Now that the Wisconsin GOP and its allies have rammed though an American Legislative Exchange Council "right to work" (RTW) bill, the same cast of characters is back pushing another ALEC model: repeal of the state’s prevailing wage laws. These laws require public construction projects to support local wage standards instead of undercutting them.
Who could be against repealing the laws when proponents, such as the Koch-funded Americans for Prosperity, tout mind-boggling savings of $300 million a year for school districts and taxpayers? But the claims are nonsense and the savings a "mirage," say experts. Research using actual data by academics who actually understand construction has consistently shown that prevailing wage laws do not cost taxpayers more because high-skill workers are so much more productive.
Even before RTW was passed, Senate Majority Leader Scott Fitzgerald had let it be known prevailing wage repeal could be the next target. Repealing prevailing wage "will save taxpayers hundreds of millions of dollars each year," says bill sponsor Sen. Leah Vukmir, R-Wauwatosa. Vukmir is on ALEC’s national board, so it is no surprise that the measure is also taken directly from the ALEC playbook.
In February, prevailing wage repeal supporters were touting an Anderson Economic Group study done at the behest of the nonunion construction trade group, Associated Builders and Contractors, in Michigan. Ignoring research that shows comparable per-square-foot public construction costs in states with and without prevailing wage laws and no savings in building costs when prevailing wage laws are repealed, the study simply asserts that Michigan’s prevailing wage law has inflated labor costs by 25 percent and then, naturally, concludes that repeal would save Michigan taxpayers precisely that amount -- $224 million a year. No actual evidence was proffered to support either claim.
But anything Michigan can do, Wisconsin can do better, and so on March 29 a "budget watchdog," the Wisconsin Taxpayers Alliance, released an analysis claiming that labor costs on prevailing wage projects in Wisconsin are 45 percent too high and that the state could save $200 million to $300 million a year with repeal. This study too was bankrolled by ABC, a group that may not want to pay workers well but has had no trouble contributing $80,000 to Wisconsin politicians since 2009.
The study arrives at its blockbuster conclusion by comparing apples to oranges. The "savings" to taxpayers are calculated by comparing prevailing wages paid on the demanding and complex public projects covered by the law to average construction wages recorded by the U.S. Bureau of Labor Statistics. But BLS wages include broad categories of low-wage construction workers, like roofers or those doing small home construction or repair projects. Claiming that new schools, prisons, laboratories, stadiums and other complex public buildings demanding experienced HVAC, electrical, design and construction crews could or should be built at average BLS industry wages is absurd and a low road to poor construction.

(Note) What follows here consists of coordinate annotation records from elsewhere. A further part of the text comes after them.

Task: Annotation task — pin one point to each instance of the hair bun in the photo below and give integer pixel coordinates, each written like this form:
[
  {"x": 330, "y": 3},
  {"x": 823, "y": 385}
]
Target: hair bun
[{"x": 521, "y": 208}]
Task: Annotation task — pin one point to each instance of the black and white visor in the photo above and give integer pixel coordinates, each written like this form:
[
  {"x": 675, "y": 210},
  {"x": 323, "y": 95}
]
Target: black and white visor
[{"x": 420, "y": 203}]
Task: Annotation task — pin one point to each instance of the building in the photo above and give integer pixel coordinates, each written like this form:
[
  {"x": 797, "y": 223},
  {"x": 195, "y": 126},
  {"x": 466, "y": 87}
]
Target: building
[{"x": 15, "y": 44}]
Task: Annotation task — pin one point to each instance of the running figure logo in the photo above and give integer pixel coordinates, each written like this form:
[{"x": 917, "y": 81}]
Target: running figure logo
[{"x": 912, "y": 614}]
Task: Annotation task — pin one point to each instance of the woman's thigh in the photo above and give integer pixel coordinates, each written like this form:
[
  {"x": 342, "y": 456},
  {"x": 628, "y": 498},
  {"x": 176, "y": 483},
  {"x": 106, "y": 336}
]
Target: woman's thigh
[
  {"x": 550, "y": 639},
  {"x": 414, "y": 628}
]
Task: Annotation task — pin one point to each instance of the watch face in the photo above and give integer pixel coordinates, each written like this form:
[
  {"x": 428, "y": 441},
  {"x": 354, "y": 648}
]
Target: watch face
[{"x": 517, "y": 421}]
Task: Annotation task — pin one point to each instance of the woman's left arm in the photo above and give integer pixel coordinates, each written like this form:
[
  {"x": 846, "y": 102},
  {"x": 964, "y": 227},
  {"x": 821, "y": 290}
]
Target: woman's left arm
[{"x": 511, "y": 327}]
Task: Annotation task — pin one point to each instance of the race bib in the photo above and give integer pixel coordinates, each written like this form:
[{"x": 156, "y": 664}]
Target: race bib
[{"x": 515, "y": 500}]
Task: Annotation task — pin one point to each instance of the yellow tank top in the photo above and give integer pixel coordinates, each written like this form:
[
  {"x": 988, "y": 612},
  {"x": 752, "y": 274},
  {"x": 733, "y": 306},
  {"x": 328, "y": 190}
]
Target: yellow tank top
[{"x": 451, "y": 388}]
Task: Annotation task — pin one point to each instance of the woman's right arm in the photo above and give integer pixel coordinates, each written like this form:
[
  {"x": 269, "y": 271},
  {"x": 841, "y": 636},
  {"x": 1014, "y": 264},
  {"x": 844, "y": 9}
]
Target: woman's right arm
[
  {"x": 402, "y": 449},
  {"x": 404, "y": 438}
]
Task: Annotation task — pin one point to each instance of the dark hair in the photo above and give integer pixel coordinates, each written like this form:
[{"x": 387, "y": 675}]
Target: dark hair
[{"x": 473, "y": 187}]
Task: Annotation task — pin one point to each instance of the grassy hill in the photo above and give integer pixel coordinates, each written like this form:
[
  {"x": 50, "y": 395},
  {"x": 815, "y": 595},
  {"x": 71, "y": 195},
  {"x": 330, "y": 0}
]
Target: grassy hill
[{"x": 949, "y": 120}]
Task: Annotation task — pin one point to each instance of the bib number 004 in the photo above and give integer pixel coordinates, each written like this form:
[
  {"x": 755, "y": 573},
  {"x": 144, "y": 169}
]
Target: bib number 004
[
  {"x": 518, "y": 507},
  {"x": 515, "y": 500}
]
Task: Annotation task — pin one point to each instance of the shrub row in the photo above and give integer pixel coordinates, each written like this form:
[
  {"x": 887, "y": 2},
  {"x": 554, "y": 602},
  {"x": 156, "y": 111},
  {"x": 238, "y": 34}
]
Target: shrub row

University of Utah economics professor Peter Philips, who has studied the impact of prevailing wage laws for 20 years, has taken apart the WTA "research" using empirical data and superior knowledge of the industry. Rather than being 45 percent higher, he finds labor costs on prevailing wage projects to be comparable to similar private projects.
This tracks respected studies that have consistently found prevailing wage laws do not increase government contracting costs, and repeal of prevailing wage laws does not save taxpayers money, primarily because high-skill, high-wage construction workers are much more productive. An exhaustive study using a database of 150,000 construction projects over the period 2003-2010 compared the eight Midwestern states with prevailing wage laws to the four without and found per-square-foot construction costs for comparable buildings to be equal or lower in prevailing wage states.
Taxpayer savings associated with the absence of a prevailing wage law? Zero. This is why the Wisconsin Legislative Fiscal Bureau concluded that "the evidence on prevailing wage effects generally range from relatively small effects to no statistically significant effects."
Yet while savings to taxpayers are not evident, the lost wages and benefits to workers are real. In nine states that repealed prevailing wage laws in the 1970s and 1980s, construction worker wages fell by an average of nearly $1,500 per year. The money was simply shifted from the pockets of workers into profits for owners and investors.
A Michigan State University professor of employment relations, Peter Berg, says repealing prevailing wage and lowering wage standards makes little sense: "It really makes you wonder what the state is trying to achieve."